Being way woman means that I no longer have time to sit with my girlfriend as we did years ago eating salad with Annie’s Naturals Goddess dressing and talking about poetry. Being young was a wonderful trip. I hope to land somewhere near grace.

Some Thoughts on Humor

The Blue Pill in the Applesauce

I have not told my son this story: how I felt him drop into the birthing position as I danced and stuffed dollars into a naked man's G-string. How I went into labor two days later. Perhaps a son could never find this funny but just maybe when he's older, he will.

Humor is a birthright that runs in our family. I'm reminded of this weeks after my mother's death as I sift through hundreds of sympathy cards mailed to my father. Several cards contain a handwritten note which says that the writer "will miss Elaine's great sense of humor." Amen to that. My mother was the queen of ironic deadpan. In 1985, when my five-year old nephew sang a song in his little boy falsetto while swinging his legs in our kitchen chair, my mom was the one to put this precious moment into perspective. "He can't read, can't spell his name, but he knows all the words to a damn Prince song," she said. My mother had the comic's gift, the ability to make you laugh at your behavior and critically examine it at the same time.

Since her death, friends have given me books on death and I've read them. I understand that grieving for her will be a rough river. Instead of books, though, I'd like a bereavement culture that incorporates a dose of bawdy humor. I know of other cultures where this exists--the uproarious Irish wakes, the playful traditions of jazz funerals in New Orleans. But there is nothing in my Episcopalian and very Midwestern background that encourages the levity I now seek. How I could use a Day of the Dead skeleton of my mother playing golf in the afterlife.

And the truth is that I'm recalling the irony of her illness and death anyway. The end of life is a tragic comedy and laughter, for me, lessens the tragic part. This is how my mother looked at the world, as if pain is to be expected and mocked. I suspect she learned this early in life when her father abandoned her. Or maybe she learned this as a young mother when her husband died in the Korean War or after her second husband beat and bloodied her. Somewhere in her life my mother learned to laugh through hard times, to tell life that it's often ugly and its breath stinks.

And so in that tradition I remember the fart. My daughter, who was two months old at the funeral, passed gas in mom's face the day before she died. My mother was too ill to even speak, but as soon as the baby let it rip, mom's eyes widened, she lifted a frail hand to her mouth and she smiled.

There's also the day that I was so exhausted after caring for my mother and the baby that I forgot to put mom's bottom dentures in. When I returned to the house hours later she sat with her bottom lip sunken in, her top teeth hanging over like a chipmunk's. My father pulled me to the side. "Why did you do your mother's teeth like that?" he asked.

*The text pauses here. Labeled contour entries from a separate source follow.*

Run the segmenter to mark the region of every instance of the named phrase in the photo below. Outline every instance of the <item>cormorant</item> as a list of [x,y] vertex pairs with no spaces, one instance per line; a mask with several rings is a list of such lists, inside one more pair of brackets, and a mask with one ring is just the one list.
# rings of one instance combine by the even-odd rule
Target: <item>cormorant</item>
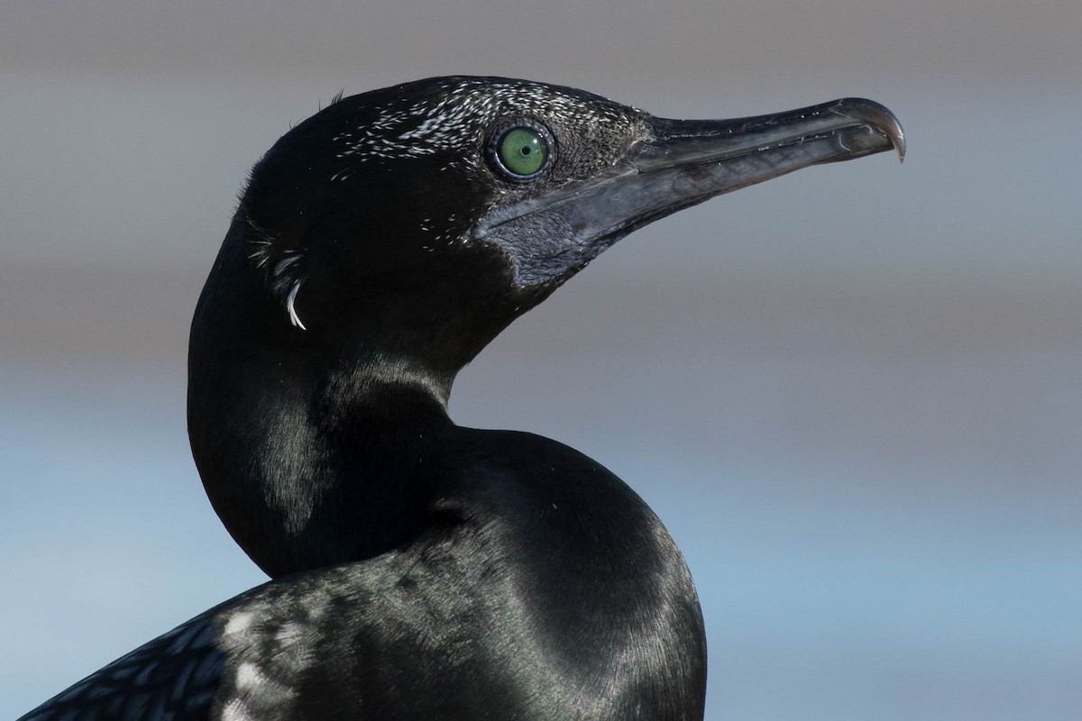
[[196,310],[207,492],[273,580],[24,719],[701,719],[691,577],[620,479],[456,426],[456,373],[632,230],[894,148],[883,106],[655,118],[434,78],[339,99],[255,165]]

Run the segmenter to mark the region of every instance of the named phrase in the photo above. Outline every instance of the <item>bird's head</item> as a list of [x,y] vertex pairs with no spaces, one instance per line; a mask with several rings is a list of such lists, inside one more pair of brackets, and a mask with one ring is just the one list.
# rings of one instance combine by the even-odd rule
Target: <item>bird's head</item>
[[863,99],[683,121],[537,82],[421,80],[339,99],[275,144],[226,239],[247,267],[229,272],[262,278],[296,343],[359,333],[457,370],[635,228],[890,148],[901,128]]

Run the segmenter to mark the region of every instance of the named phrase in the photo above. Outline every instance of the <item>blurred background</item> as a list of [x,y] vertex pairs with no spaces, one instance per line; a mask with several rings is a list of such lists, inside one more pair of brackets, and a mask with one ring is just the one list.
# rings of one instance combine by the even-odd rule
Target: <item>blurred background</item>
[[846,95],[909,156],[610,250],[453,417],[635,488],[698,583],[708,719],[1082,718],[1082,6],[0,5],[0,718],[264,576],[185,436],[196,297],[260,155],[446,74],[669,117]]

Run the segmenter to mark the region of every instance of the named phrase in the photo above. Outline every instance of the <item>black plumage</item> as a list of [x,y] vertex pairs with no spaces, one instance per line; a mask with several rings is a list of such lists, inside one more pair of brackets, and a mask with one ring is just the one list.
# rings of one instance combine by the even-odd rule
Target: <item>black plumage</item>
[[451,384],[635,228],[892,147],[869,101],[675,121],[499,78],[302,122],[252,172],[189,355],[199,472],[273,580],[24,718],[701,718],[664,526],[572,449],[456,426]]

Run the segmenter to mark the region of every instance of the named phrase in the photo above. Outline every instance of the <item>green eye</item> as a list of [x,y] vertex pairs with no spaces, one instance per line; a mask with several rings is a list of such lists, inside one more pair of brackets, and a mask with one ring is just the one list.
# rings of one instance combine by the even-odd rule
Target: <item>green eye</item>
[[549,141],[536,128],[518,125],[504,131],[496,141],[496,157],[501,170],[515,179],[533,177],[549,164]]

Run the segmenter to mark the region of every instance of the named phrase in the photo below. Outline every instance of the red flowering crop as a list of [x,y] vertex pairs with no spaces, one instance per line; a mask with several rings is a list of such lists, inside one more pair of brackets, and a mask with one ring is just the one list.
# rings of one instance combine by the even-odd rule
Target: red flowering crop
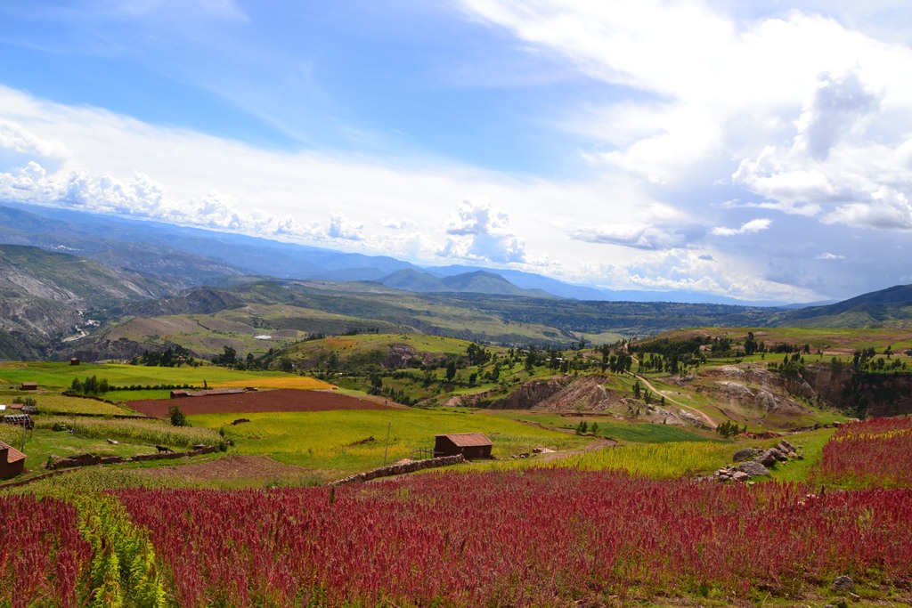
[[581,598],[912,582],[912,490],[544,469],[360,487],[141,490],[180,605],[555,606]]
[[0,496],[0,605],[75,606],[90,559],[73,505]]

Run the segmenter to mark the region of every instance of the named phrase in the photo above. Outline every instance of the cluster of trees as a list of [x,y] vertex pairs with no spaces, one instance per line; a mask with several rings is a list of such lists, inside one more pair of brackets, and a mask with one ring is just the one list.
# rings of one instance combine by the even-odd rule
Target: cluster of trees
[[113,390],[175,390],[178,388],[189,390],[198,388],[198,386],[189,384],[124,385],[118,386],[108,382],[107,378],[98,378],[97,376],[87,377],[85,380],[73,378],[73,382],[69,385],[70,392],[88,396],[98,396]]
[[273,364],[275,363],[276,364],[275,366],[283,372],[295,371],[295,365],[292,363],[292,360],[285,356],[280,356],[273,348],[270,348],[264,355],[260,356],[254,356],[253,353],[247,353],[247,356],[240,357],[236,349],[232,346],[223,346],[222,354],[213,356],[212,362],[215,366],[231,367],[242,371],[245,369],[269,369],[274,366]]
[[99,380],[97,376],[92,376],[90,377],[87,377],[85,380],[73,378],[73,382],[69,385],[69,389],[74,393],[98,396],[102,393],[107,393],[111,389],[111,386],[108,384],[107,378],[101,378]]
[[721,437],[737,437],[741,433],[747,432],[747,425],[743,427],[739,427],[737,424],[731,420],[726,420],[722,424],[716,427],[716,433]]
[[130,360],[131,366],[150,366],[158,367],[181,366],[184,364],[199,366],[193,354],[181,345],[171,345],[161,351],[143,351]]
[[580,420],[579,424],[576,425],[576,434],[586,435],[586,433],[592,433],[593,435],[598,433],[598,423],[593,422],[590,426],[586,420]]

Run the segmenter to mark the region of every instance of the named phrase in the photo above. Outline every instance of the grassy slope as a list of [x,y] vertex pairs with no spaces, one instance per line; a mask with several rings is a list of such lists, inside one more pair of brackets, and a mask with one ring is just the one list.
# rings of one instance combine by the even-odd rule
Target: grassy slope
[[[236,442],[238,453],[267,454],[289,464],[330,469],[338,473],[337,477],[383,464],[388,425],[389,462],[416,458],[418,449],[432,449],[434,436],[446,433],[485,433],[498,457],[530,451],[536,446],[566,449],[588,441],[499,417],[437,410],[249,414],[244,417],[251,422],[231,426],[236,417],[235,414],[212,414],[189,419],[194,426],[223,428],[225,438]],[[351,446],[370,437],[375,441]]]
[[202,386],[205,382],[210,387],[237,386],[237,383],[244,386],[269,387],[275,384],[274,378],[297,378],[294,381],[315,383],[309,386],[314,388],[317,383],[310,378],[300,378],[282,372],[239,372],[215,366],[147,367],[110,363],[79,366],[65,363],[0,363],[0,385],[11,387],[18,387],[21,383],[31,381],[37,382],[39,388],[61,390],[68,388],[74,378],[82,380],[90,376],[97,376],[98,379],[106,378],[114,386],[189,384]]

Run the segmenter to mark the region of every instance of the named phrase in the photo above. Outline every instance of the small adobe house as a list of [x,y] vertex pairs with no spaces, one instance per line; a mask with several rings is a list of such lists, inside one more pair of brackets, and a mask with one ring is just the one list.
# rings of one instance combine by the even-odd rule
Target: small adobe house
[[15,477],[26,470],[26,455],[0,441],[0,479]]
[[461,454],[470,459],[490,459],[492,445],[482,433],[438,435],[434,440],[434,457]]

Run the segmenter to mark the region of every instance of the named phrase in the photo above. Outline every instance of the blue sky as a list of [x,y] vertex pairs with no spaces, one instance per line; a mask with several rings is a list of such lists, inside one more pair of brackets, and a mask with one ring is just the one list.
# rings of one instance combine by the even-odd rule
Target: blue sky
[[0,0],[0,197],[751,301],[912,283],[893,1]]

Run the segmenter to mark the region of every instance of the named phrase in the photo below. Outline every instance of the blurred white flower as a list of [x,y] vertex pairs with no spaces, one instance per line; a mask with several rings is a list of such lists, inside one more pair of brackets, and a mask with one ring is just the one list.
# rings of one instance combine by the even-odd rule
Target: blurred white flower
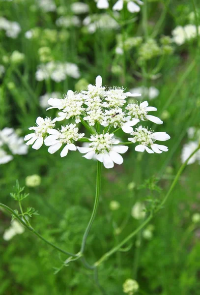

I imagine the conversation that me and mom could have about those last days:

"I was so tired. And the pain--"

"I know. You moaned a lot."

"Girl, you don't know. That was serious pain."

"But you wouldn't take the morphine."

"It gave me bad dreams."

"I didn't know that."

"Mmm hmm."

"Remember how you hid the pill under your tongue--"

"--and spit it out."

"Daddy was upset about that. He found the melted blue pill on your nightgown."

"Your father got on my nerves trying to hide that mess in the applesauce."

"He was just trying to make you comfortable."

"Comfortable cancer," she would say.

I am still a sentimentalist who will cry during moments of kindness or beauty, but I also think human existence is one absurd little trip. We live, we die, and both experiences are painful, clumsy, and fraught with errors. Why not laugh at it? And why not laugh at ourselves?

Perhaps this is how I'll explain the irreverent baby-shower-at-the strip-club to my son. It was such a ridiculous idea that it made perfect sense. And it's why I laugh today as my six-year old boy raises his shirt to show me how he can roll his stomach. He doesn't know this, but it's the perfect imitation of a male stripper.